As we said, it’s complicated. The NCSL lists the conscience clauses enacted in various states. It’s best to check the list to see your standing under the laws in the state in which you practice. Checking with your organization’s corporate policy is essential as well.
There are two broad categories of conscience clauses:
- Right to refuse with patient protections
- Right to refuse without patient protections
Right to refuse with patient protections clauses range in their requirements. The California code outright bans pharmacists from refusing to fill prescriptions. Codes in Delaware, New York state, North Carolina, Oregon, and Pennsylvania state that a pharmacist may refuse to fill a prescription based on religious or moral objections; however, steps must be taken to fill the prescription so as not to “abandon” the patient.
Right to refuse without patient protection clauses are on the books in Georgia, Arizona, Arkansas, Idaho, South Dakota, Missouri and Texas. They protect the rights of the pharmacist to refuse to fill a prescription on moral or religious grounds, they do not require that accommodations be made to fill the prescription for the consumer by another pharmacist.
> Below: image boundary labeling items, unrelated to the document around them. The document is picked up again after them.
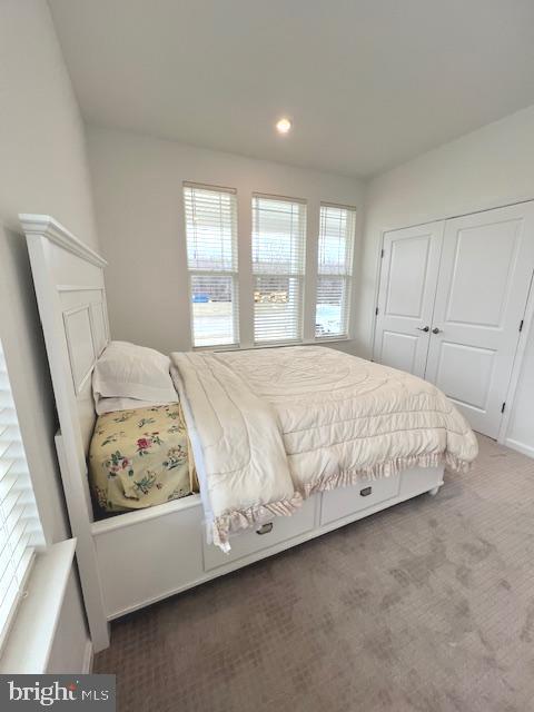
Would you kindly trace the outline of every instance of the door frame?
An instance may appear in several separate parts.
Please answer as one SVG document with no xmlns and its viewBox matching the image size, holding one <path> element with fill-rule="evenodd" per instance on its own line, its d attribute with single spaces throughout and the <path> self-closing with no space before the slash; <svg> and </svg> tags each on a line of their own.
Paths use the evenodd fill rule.
<svg viewBox="0 0 534 712">
<path fill-rule="evenodd" d="M 534 202 L 534 198 L 523 198 L 521 200 L 513 200 L 513 201 L 504 202 L 501 205 L 479 208 L 477 210 L 468 210 L 466 212 L 459 212 L 457 215 L 449 215 L 447 217 L 428 219 L 428 220 L 424 220 L 423 222 L 412 222 L 409 225 L 404 225 L 404 226 L 383 228 L 380 230 L 380 240 L 378 246 L 378 253 L 376 256 L 375 294 L 374 294 L 374 301 L 373 301 L 373 305 L 374 305 L 373 306 L 373 338 L 372 338 L 372 359 L 373 360 L 376 353 L 376 325 L 377 325 L 376 307 L 378 305 L 378 297 L 380 293 L 380 280 L 383 276 L 382 260 L 384 256 L 384 238 L 386 233 L 392 233 L 393 230 L 402 230 L 411 227 L 419 227 L 423 225 L 429 225 L 431 222 L 439 222 L 442 220 L 443 221 L 453 220 L 455 218 L 462 218 L 468 215 L 488 212 L 490 210 L 496 210 L 497 208 L 507 208 L 514 205 L 523 205 L 525 202 Z M 528 336 L 533 330 L 534 330 L 534 269 L 531 275 L 531 287 L 530 287 L 528 297 L 525 304 L 525 312 L 523 317 L 523 329 L 521 332 L 517 332 L 517 344 L 515 347 L 514 363 L 512 365 L 508 387 L 506 389 L 506 399 L 505 399 L 506 408 L 503 413 L 503 417 L 501 418 L 501 425 L 498 427 L 497 443 L 500 443 L 501 445 L 506 444 L 507 431 L 510 427 L 510 418 L 514 407 L 515 395 L 516 395 L 517 385 L 520 382 L 521 370 L 523 367 L 526 345 L 528 343 Z"/>
</svg>

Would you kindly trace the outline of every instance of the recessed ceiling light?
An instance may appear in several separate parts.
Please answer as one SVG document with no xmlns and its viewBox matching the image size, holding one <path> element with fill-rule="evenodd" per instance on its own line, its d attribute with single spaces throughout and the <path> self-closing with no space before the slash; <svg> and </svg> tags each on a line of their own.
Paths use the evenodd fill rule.
<svg viewBox="0 0 534 712">
<path fill-rule="evenodd" d="M 291 122 L 286 118 L 279 119 L 276 122 L 276 130 L 278 134 L 288 134 L 291 130 Z"/>
</svg>

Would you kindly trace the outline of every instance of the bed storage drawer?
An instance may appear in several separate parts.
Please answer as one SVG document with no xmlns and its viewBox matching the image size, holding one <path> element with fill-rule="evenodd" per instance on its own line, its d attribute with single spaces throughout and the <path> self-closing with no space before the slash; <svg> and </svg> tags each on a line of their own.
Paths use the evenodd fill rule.
<svg viewBox="0 0 534 712">
<path fill-rule="evenodd" d="M 230 538 L 231 550 L 224 554 L 218 546 L 206 543 L 204 540 L 204 568 L 211 571 L 231 562 L 254 557 L 270 546 L 277 546 L 286 541 L 309 532 L 315 526 L 315 511 L 317 497 L 313 496 L 291 516 L 277 516 L 264 525 L 263 532 L 250 531 Z M 284 547 L 280 547 L 280 550 Z M 259 558 L 259 556 L 258 556 Z M 254 558 L 253 558 L 254 561 Z"/>
<path fill-rule="evenodd" d="M 400 475 L 363 481 L 349 487 L 323 493 L 320 524 L 329 524 L 343 517 L 368 510 L 398 495 Z"/>
</svg>

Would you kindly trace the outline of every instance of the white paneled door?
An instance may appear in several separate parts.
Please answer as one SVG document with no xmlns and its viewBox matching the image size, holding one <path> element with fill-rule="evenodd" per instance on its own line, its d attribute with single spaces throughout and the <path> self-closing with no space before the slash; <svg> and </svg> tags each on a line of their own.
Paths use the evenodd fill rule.
<svg viewBox="0 0 534 712">
<path fill-rule="evenodd" d="M 497 437 L 533 268 L 532 202 L 387 233 L 377 360 L 435 383 Z"/>
<path fill-rule="evenodd" d="M 534 205 L 445 225 L 426 378 L 497 437 L 534 264 Z"/>
<path fill-rule="evenodd" d="M 425 376 L 444 222 L 384 236 L 375 357 Z"/>
</svg>

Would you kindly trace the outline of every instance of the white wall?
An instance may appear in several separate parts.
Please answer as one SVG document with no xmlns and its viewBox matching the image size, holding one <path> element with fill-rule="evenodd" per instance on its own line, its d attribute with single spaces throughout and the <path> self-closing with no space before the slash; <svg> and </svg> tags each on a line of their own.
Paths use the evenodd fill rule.
<svg viewBox="0 0 534 712">
<path fill-rule="evenodd" d="M 360 259 L 357 347 L 370 356 L 382 231 L 534 198 L 534 107 L 370 181 Z M 532 237 L 534 239 L 534 236 Z M 534 454 L 534 328 L 508 437 Z"/>
<path fill-rule="evenodd" d="M 44 534 L 57 542 L 69 531 L 53 447 L 56 412 L 17 216 L 51 214 L 93 247 L 97 236 L 83 126 L 44 0 L 0 3 L 0 336 Z M 81 670 L 82 656 L 75 655 L 86 643 L 71 576 L 53 645 L 55 670 Z"/>
<path fill-rule="evenodd" d="M 247 275 L 253 191 L 307 199 L 308 274 L 316 259 L 319 201 L 356 208 L 363 202 L 360 181 L 330 174 L 98 127 L 88 128 L 88 145 L 99 235 L 109 261 L 111 334 L 166 353 L 190 348 L 184 180 L 237 189 L 240 313 L 247 314 L 241 327 L 249 327 L 241 328 L 243 345 L 253 340 Z M 313 335 L 314 319 L 308 309 L 305 336 L 306 323 Z M 350 350 L 353 345 L 338 346 Z"/>
</svg>

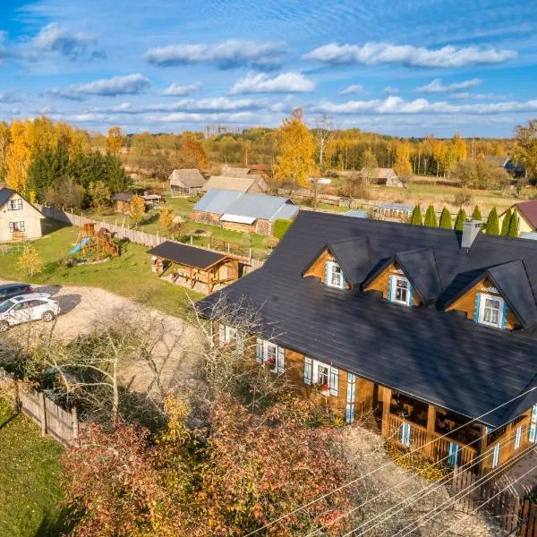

If ever there was a polarized, and polarizing, issue, this is it. Conscience clauses have been under debate for many years. In 2006, the AMA Journal of Ethics discussed the issue at length. Their conclusion was as follows;
“It seems most just that, when possible, the conscience and morals of a health care worker should be considered, so long as patients are being cared for and not overburdened by long drives through rural towns and not being shamed for what someone presumes to be an immoral lifestyle choice.”
Sometimes, as much as things change, they stay the same. Discrimination still exists and individuals still seek to limit other’s lifestyle choices. However, we think that delivering health care equitably, and creating access for all is the goal. To that end, pharmacists may remain true to their personal beliefs, but that should not be allowed to adversely impact the lives and well-being of others.